Joint Commission International accreditation is the baseline standard. JCI applies the same 1,200 global healthcare standards used by the Joint Commission to accredit US hospitals, with surveys every three years. Mexico has approximately nine JCI-accredited hospitals, including Médica Sur in Mexico City, which holds accreditation since 2014 and membership in the Mayo Clinic Care Network. Colombia’s Fundación Santa Fe de Bogotá was ranked the number one orthopedic program in Latin America by Newsweek/Statista in 2025. Complication rates for standardized procedures at high-volume JCI-accredited centers are comparable to US rates, typically under 2 percent for joint replacement.

ERISA does not restrict a self-funded plan from covering care at international facilities. If the plan document specifies covered services to include care at accredited international facilities, the care is covered. ERISA preemption also means that any state law attempting to restrict coverage to in-state facilities would not bind a self-funded plan.

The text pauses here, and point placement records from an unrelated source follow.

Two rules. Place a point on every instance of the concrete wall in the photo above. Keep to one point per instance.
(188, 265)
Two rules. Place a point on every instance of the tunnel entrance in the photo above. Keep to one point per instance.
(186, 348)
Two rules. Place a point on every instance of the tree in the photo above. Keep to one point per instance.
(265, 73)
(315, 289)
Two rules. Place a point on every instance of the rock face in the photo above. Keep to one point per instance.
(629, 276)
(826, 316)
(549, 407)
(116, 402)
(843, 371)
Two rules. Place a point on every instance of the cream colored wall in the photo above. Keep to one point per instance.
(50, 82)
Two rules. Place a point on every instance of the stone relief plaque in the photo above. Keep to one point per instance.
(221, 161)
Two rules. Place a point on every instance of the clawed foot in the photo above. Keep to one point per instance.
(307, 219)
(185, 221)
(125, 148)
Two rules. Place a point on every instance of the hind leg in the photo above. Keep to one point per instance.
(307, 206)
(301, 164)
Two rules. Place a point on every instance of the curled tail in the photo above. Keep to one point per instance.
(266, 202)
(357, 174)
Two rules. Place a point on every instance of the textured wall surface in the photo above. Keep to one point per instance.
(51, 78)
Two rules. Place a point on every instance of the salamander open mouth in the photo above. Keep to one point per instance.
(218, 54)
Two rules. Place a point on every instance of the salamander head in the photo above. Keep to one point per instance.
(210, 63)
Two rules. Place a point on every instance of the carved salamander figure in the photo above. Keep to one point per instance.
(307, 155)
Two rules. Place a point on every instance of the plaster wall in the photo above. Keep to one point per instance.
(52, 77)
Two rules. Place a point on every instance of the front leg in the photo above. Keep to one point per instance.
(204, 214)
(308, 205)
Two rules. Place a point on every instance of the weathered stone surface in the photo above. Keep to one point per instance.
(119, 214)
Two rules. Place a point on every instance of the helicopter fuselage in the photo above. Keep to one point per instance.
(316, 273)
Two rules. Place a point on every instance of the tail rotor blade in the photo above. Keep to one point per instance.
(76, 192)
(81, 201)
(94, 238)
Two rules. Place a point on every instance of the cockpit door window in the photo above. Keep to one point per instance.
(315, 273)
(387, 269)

The operational requirements exceed domestic steering in complexity. The TPA must provide navigation that covers travel coordination, recovery logistics, and support throughout the member’s stay. Complication protocols must be written before the first patient travels, specifying information transfer requirements, financial responsibility for follow-up care, and pre-arranged relationships with US providers who will accept transferred care. Benefit design typically waives member cost sharing entirely for designated international procedures. For a 25-person plan with one qualifying procedure per year, implementation costs run $3,000 to $5,000 against gross procedure savings of $20,000 to $35,000.